Finally getting around to followup from the meeting after a busier-than-usual weekend. It seemed like we were closing in on consensus that <msPart type="fragment"> would suffice and that there was not a need to create a new <msFrag> (vel sim.) element. Is that so, or would anyone like to re-open the discussion? I’ve got an example here of a text very recently restored by means of joining two papyrus fragments from two separate collections: http://papyri.info//ddbdp/sb;6;9255, so each fragment has its own inventory number (lines 1-9: Graz, Universität Ms. I 1933 Manchester; lines 10-42: John Rylands Library Gr. 586) and this could be worked into an example very easily. Papyri.info doesn’t use msDesc in this way, unfortunately, due to the way the information comes into the system, but I could mark it up if that would be helpful.
On Feb 23, 2015, at 21:00 , Hugh Cayless
wrote: On Feb 23, 2015, at 12:04 , Fabio Ciotti
wrote: Hoping to spark some comment. As you might expect, I'm *strongly* in favor of permitting the use of msPart for describing fragments, so all I have are quibbles:
I have objected against this at the last f2f meeting, and I still am at odd with this, since these extension could conflict with well established manuscript description traditions. F. ex. all the manuscript description applications I have seen have the concept of composite ms, while there is no notion of scattered or dispersed ms (virtually reconstructed).

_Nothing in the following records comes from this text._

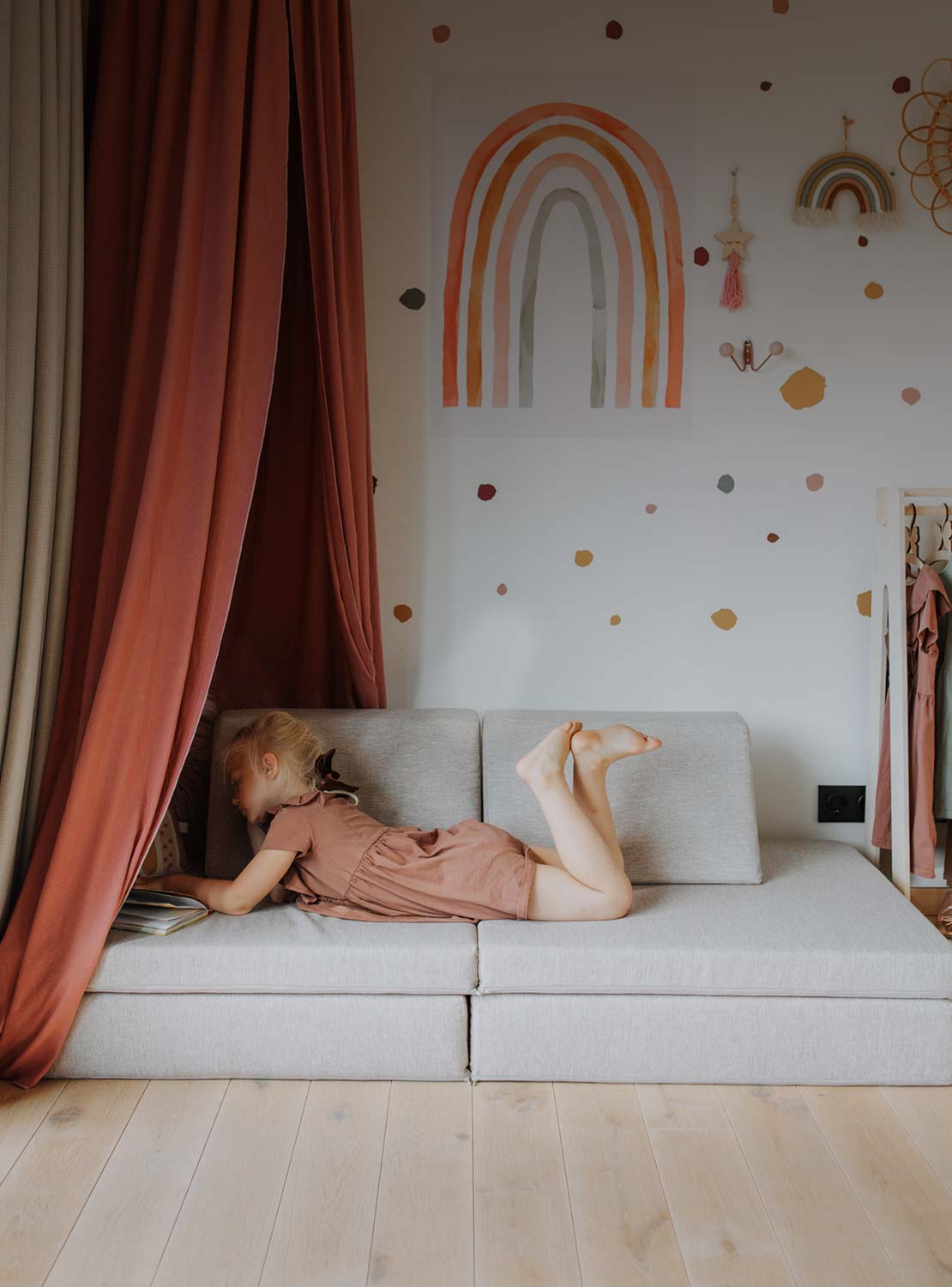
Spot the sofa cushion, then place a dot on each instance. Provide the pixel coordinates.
(825, 921)
(280, 949)
(414, 767)
(684, 813)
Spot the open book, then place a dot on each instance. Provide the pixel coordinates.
(159, 911)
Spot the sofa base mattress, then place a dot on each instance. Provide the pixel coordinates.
(314, 1037)
(767, 1040)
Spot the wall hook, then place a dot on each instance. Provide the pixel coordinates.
(748, 354)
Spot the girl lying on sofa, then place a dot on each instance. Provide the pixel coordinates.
(310, 839)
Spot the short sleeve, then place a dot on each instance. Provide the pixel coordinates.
(288, 831)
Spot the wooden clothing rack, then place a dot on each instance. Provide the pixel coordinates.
(889, 587)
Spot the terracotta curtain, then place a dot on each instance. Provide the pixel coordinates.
(304, 627)
(185, 216)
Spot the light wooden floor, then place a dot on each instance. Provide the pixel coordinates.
(278, 1183)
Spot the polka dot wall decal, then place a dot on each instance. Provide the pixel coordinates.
(725, 619)
(805, 388)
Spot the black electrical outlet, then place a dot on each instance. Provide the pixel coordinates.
(841, 805)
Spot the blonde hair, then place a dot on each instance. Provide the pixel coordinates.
(287, 738)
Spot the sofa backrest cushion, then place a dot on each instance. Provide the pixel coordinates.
(413, 767)
(684, 813)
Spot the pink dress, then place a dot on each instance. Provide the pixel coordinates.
(925, 602)
(352, 865)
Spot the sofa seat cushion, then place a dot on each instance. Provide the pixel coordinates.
(823, 921)
(278, 949)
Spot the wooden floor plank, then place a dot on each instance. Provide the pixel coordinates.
(623, 1227)
(825, 1233)
(926, 1115)
(21, 1112)
(424, 1230)
(324, 1223)
(522, 1217)
(725, 1233)
(45, 1189)
(901, 1193)
(129, 1215)
(226, 1222)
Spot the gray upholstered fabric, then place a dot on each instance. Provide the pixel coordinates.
(414, 767)
(313, 1037)
(756, 1040)
(684, 813)
(822, 923)
(280, 949)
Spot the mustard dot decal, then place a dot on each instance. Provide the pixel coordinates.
(725, 619)
(805, 388)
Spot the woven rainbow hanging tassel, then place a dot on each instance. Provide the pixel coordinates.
(735, 249)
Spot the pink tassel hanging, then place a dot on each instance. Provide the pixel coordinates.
(732, 293)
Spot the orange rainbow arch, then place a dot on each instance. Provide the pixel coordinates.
(491, 203)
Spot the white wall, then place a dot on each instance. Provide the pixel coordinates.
(797, 663)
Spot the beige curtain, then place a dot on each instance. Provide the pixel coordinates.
(41, 247)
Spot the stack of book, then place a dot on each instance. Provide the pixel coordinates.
(159, 911)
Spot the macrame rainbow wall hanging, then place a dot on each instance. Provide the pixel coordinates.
(846, 172)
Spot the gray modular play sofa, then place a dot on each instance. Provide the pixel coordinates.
(779, 962)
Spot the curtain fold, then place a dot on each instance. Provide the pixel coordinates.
(185, 229)
(310, 550)
(41, 231)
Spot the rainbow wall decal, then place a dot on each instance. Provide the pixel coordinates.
(847, 172)
(600, 147)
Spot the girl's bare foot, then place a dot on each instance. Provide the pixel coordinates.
(547, 759)
(602, 746)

There is an ontological rationale in this, since from a codicological perspective ms are real physical objects (item in FRBR parlance), not abstract entities.
I'd feel better with a new element with a clear semantic, but in the end I think that using <msPart> with a mandatory @type attribute can do the job.
I agree it probably makes no sense from a manuscript perspective, but it makes total sense to a papyrologist or epigraphist, to whom these are also real physical objects. They’ve just been smashed. Take a look at http://insaph.kcl.ac.uk/iaph2007/iAph040004.html, for example, where the inscribed architrave is in several chunks. This is one text that is no longer in one piece.
1) I don't thing the distinction should be "composite" vs. "dispersed". The fragments of a broken up (e.g. papyrus) text aren't necessarily scattered (though they may be), but the text *is* in bits rather than joined or bound together, and those bits may each have their own identifiers and their own histories.
I do not have enough English sensitivity to give my opinion here, to me dispersed and scattered are very similar. Maybe divided as Raffaele suggests is better since it is more general term
To me dispersed and scattered are very similar too. Divided or fragmentary might be better.
2) In the proposed text rewording "only remaining fragment of a former codex", the word "codex" excludes papyri and inscriptions.
Yes but the scope of msDesc module is the description of manuscript like object, not of general text bearing object. There is pending proposal to have such an element form ontology SIG, and I am not sure squeezing msDesc is the right way to go.
I think that ship has sailed. In the absence of a good alternative, people have been using msDesc for things that aren’t codices for a few years now. I fear I’m one of them :-).